Prime Minister Shinzo Abe held talks with South Korean President Moon Jae In on the sidelines of Abe’s visit to South Korea for the opening ceremony of the Pyeongchang Olympics. This is their first bilateral meeting since September last year. In January, the Moon administration criticized the comfort women agreement reached between the two countries, saying the accord “does not truly resolve the issue.” In effect, it has called for additional measures.
During the talks, the prime minister held the stance that his government cannot accept a series of moves in the Moon administration’s handling of the issue, saying, “The agreement is a promise made between countries, and it should be upheld even after an administration change.”
Moon said, “To truly resolve the issue, both governments should make efforts to restore the victims’ honor and dignity.”
The agreement confirmed a “final and irreversible resolution” to the comfort women issue. The Moon administration’s act of bringing up the issue is a remarkable contravention of good faith.
The Japan-South Korea accord includes a call for the South Korean government to make “efforts” toward appropriately solving the issue of a statue of a girl in Seoul symbolizing comfort women. The Moon administration should work on the removal of the statue.
ROK must not waver on North
The two leaders agreed to build a “future-oriented” relationship. In Japan, caution was strong over Abe’s visit to South Korea. Moon should seriously comprehend the implication that Abe took a risk by visiting South Korea to prioritize the improvement of bilateral ties.
The Moon administration has used the comfort women issue to maintain a unifying force within South Korea.
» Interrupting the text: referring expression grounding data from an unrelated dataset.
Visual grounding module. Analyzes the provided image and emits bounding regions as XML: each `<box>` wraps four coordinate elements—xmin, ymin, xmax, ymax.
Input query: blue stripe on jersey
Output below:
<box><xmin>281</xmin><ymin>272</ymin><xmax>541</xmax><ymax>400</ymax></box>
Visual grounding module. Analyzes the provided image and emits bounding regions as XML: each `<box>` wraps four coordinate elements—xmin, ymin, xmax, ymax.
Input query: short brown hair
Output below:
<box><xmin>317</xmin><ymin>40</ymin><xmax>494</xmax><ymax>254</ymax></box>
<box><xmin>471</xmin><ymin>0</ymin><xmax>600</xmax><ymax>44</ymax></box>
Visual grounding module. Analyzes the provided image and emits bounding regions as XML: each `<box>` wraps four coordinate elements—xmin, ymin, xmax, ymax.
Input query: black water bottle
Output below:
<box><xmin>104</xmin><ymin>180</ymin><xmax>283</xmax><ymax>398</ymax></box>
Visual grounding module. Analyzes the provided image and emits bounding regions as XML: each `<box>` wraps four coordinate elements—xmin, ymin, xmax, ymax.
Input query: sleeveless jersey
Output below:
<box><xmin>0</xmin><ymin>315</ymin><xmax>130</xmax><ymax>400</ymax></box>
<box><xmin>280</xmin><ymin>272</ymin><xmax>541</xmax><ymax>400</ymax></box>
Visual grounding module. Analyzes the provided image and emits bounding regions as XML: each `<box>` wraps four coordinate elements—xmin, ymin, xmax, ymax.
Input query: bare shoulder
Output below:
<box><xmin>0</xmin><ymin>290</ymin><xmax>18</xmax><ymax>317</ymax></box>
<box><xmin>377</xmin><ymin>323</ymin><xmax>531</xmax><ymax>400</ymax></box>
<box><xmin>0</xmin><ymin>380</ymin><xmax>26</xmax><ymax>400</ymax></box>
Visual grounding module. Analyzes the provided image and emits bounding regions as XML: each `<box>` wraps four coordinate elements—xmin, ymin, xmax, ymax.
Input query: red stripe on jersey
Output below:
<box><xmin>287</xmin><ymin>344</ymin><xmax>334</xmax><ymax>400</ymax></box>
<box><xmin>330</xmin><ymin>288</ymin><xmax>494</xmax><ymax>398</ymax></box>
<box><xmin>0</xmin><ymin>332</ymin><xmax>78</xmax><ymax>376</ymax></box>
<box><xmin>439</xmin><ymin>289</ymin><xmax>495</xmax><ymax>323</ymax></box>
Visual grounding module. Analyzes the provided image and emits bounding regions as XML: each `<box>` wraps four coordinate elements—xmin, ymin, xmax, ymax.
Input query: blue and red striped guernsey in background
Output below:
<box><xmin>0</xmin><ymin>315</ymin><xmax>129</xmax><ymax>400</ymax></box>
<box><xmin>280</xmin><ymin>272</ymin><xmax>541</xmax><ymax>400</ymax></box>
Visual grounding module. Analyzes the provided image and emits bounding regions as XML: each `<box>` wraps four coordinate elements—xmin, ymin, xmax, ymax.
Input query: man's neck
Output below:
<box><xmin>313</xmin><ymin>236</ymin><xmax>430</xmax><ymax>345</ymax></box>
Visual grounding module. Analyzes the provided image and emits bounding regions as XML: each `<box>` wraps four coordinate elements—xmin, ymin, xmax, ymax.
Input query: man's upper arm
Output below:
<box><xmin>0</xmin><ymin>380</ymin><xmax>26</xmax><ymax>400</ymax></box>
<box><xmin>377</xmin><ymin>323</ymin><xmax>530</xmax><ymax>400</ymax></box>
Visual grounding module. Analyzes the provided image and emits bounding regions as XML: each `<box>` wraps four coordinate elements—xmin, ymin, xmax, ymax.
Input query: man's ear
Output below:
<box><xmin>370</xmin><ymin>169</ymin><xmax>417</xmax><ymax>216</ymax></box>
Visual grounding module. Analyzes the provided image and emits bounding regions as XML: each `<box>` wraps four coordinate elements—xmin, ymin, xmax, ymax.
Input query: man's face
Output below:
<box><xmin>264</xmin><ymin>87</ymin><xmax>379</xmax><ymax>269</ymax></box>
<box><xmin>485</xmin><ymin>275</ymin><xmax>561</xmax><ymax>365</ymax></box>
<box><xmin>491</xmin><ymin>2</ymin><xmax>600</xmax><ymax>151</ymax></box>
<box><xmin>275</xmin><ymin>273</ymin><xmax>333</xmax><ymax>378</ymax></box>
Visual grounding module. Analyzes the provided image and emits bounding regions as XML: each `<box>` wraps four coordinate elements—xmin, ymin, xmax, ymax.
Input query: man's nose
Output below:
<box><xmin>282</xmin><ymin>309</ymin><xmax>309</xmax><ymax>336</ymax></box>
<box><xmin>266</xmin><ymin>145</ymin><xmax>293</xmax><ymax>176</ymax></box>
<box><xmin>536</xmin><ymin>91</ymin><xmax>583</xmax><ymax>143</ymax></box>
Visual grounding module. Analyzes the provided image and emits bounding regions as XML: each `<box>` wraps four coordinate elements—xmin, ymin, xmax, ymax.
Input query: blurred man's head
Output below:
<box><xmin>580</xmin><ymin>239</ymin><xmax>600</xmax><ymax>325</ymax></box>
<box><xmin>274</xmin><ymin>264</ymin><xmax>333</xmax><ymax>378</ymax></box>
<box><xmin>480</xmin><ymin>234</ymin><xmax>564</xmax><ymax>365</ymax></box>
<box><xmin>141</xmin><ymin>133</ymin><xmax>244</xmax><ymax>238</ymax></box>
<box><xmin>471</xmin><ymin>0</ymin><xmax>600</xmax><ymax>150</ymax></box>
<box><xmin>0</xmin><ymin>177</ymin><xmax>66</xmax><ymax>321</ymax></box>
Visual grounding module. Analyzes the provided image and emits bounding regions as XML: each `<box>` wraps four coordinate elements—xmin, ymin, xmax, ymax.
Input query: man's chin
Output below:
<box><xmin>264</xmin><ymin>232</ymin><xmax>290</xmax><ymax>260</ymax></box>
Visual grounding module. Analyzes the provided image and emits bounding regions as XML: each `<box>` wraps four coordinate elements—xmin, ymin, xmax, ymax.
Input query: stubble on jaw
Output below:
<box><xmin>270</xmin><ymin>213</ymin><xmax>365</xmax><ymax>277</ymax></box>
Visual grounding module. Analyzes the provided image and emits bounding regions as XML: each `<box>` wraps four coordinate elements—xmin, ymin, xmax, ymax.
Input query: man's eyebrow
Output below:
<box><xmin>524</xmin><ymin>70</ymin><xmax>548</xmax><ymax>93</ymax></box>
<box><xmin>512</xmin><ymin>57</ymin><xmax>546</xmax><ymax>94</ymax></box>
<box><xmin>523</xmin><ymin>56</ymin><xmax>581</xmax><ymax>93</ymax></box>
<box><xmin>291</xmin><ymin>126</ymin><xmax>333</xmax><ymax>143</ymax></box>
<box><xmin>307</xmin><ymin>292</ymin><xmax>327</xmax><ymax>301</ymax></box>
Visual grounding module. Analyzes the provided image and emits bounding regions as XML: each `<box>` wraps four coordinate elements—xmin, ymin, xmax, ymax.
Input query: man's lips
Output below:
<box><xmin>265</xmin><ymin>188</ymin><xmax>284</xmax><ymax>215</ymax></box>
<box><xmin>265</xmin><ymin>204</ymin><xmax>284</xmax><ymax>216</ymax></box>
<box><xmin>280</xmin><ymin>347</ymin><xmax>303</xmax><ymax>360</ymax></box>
It could move in step with North Korea to ramp up “anti-Japanese” sentiment. Regarding historical issues, it is crucial for the Japanese government not to allow South Korea to undermine principles.
During the latest talks, Abe and Moon agreed to aim at holding a trilateral meeting of Japanese, Chinese and South Korean leaders at an early date. Such a meeting has not been held since 2015.
It is necessary to deepen relationships at various levels, including economic and cultural exchanges, by carrying out diplomacy in which the leaders of states including China make regular reciprocal visits.
As for North Korea, Abe and Moon reaffirmed a policy of raising pressure to the maximum degree to make the country abandon its nuclear and missile development programs.
Abe said during the talks: “The firm trilateral relationship of Japan, the United States and South Korea will never be shaken. North Korea must be aware of it.” He also warned Moon over leaning toward a conciliatory approach to Pyongyang, saying, “Dialogue for the sake of dialogue is meaningless.”
North Korea has approached the South through inter-Korean talks and the Olympics to alienate Seoul from Japan and the United States. Behind its smiling diplomacy, Pyongyang has apparently continued its nuclear and missile development.
Economic sanctions intended to make North Korea change its policy must be continued.